The exceptional life of Joey Baloney
What’s in a name?
Who will ever be able to forget the small time criminal Beezow Doo-Doo Zopittybop-Bop-Bop? Or perhaps the overly-long names of composers such as César-Auguste-Jean-Guillaume-Hubert Franck or Sir Charles Hubert Hastings Parry. Clearly, Exceptional people often are given exceptional names.
Enter Joseph Balogne, Chevalier de Saint-Georges, also known as “The Black Mozart.” Born in the Antilles to a plantation owner and a slave, Bologne became and expert fencer and violinist (because of course, those two disciplines go hand in hand) among many other things. John Adams himself wrote of Saint-Georges: “He is the most accomplished Man in Europe in Riding, Running, Shooting, Fencing, Dancing, Musick. He will hit the Button, any Button on the Coat or Waistcoat of the greatest Masters. He will hit a Crown Piece in the Air with a Pistoll Ball.”

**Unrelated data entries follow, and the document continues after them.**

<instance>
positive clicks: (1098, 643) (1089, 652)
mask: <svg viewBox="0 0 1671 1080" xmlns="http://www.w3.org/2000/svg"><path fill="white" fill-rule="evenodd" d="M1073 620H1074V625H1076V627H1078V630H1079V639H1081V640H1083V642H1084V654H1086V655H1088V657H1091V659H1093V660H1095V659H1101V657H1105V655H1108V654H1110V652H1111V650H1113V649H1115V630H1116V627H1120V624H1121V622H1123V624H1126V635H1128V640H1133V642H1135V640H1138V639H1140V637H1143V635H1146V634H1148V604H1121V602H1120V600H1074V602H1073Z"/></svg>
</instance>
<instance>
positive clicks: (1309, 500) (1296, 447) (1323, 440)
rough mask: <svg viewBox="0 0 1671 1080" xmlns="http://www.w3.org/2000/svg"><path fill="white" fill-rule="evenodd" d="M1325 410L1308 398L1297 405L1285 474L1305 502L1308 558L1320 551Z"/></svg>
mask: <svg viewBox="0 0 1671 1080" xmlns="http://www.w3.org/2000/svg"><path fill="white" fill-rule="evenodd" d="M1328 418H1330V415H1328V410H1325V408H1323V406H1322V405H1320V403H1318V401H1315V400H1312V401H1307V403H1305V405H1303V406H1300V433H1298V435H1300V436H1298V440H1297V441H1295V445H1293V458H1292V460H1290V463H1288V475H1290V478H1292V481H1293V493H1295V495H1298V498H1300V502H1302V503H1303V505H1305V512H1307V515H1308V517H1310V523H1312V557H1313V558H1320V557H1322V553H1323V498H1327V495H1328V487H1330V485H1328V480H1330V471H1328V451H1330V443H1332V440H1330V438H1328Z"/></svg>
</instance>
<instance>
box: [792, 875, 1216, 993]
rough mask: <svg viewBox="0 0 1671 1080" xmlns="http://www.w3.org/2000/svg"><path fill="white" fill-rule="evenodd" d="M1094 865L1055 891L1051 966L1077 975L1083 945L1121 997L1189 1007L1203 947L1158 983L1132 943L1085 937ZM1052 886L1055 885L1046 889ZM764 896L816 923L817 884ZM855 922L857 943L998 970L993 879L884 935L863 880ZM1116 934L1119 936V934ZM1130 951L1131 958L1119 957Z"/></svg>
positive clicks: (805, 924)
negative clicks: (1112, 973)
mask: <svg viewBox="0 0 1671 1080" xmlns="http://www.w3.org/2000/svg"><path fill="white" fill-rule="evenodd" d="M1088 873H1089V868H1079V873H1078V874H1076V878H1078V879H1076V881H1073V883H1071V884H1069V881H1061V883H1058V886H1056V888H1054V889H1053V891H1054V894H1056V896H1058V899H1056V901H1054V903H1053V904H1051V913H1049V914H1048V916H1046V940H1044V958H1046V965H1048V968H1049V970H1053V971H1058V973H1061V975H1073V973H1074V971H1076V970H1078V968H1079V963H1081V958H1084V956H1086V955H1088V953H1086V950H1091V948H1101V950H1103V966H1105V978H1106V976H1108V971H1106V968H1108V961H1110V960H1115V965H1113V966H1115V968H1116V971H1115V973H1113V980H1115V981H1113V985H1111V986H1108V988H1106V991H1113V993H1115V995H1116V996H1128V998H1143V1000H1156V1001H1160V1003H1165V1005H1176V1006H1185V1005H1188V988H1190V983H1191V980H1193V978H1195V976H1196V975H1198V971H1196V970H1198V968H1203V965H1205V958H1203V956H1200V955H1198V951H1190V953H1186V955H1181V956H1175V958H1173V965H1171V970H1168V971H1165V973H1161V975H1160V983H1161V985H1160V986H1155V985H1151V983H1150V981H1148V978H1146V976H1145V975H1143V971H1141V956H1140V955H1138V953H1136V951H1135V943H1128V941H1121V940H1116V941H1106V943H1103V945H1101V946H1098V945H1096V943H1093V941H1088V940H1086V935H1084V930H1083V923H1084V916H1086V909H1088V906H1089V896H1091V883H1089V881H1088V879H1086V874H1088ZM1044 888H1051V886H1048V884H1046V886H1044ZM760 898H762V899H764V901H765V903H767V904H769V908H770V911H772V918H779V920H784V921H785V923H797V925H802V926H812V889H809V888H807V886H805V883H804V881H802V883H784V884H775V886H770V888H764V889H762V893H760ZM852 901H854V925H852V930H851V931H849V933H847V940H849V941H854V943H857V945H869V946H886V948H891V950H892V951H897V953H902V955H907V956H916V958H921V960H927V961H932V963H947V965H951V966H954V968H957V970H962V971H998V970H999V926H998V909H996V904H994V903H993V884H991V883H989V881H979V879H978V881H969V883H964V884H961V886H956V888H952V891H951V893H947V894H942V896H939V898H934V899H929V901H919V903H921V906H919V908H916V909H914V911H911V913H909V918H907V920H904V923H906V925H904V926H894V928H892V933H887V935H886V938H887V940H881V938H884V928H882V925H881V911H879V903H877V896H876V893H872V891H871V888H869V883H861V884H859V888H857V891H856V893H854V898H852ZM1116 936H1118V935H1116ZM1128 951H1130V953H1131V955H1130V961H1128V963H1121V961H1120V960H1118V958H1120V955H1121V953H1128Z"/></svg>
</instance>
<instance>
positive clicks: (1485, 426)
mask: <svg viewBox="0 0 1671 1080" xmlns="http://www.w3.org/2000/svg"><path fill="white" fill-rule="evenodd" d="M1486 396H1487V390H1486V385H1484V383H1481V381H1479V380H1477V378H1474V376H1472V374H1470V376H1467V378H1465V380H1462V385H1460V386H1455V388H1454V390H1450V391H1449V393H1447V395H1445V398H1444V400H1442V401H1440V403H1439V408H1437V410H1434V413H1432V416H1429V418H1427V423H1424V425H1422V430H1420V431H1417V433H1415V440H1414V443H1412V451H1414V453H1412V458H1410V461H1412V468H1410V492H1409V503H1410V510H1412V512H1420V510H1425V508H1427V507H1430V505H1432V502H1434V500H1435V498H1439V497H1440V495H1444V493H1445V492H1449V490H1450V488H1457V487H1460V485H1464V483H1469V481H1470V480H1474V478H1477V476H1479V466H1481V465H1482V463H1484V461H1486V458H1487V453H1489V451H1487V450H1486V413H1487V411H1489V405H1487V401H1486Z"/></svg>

He lived a life worthy of the protagonist of a Rafael Sabatini novel – political revolutions, military service, scandals, with strings quartets and operas to accompany. There is even speculation that the German Mozart and the Black Mozart had a little tiff which ended with the German creating an evil opera character based on Saint-Georges. Whether or not that is true, it is impossible to ignore Saint-Georges was a musical force to be reckoned with. He might have been adept at “Riding, Running, Shooting, Fencing, Dancing,” but it is for his Musick that we remember him.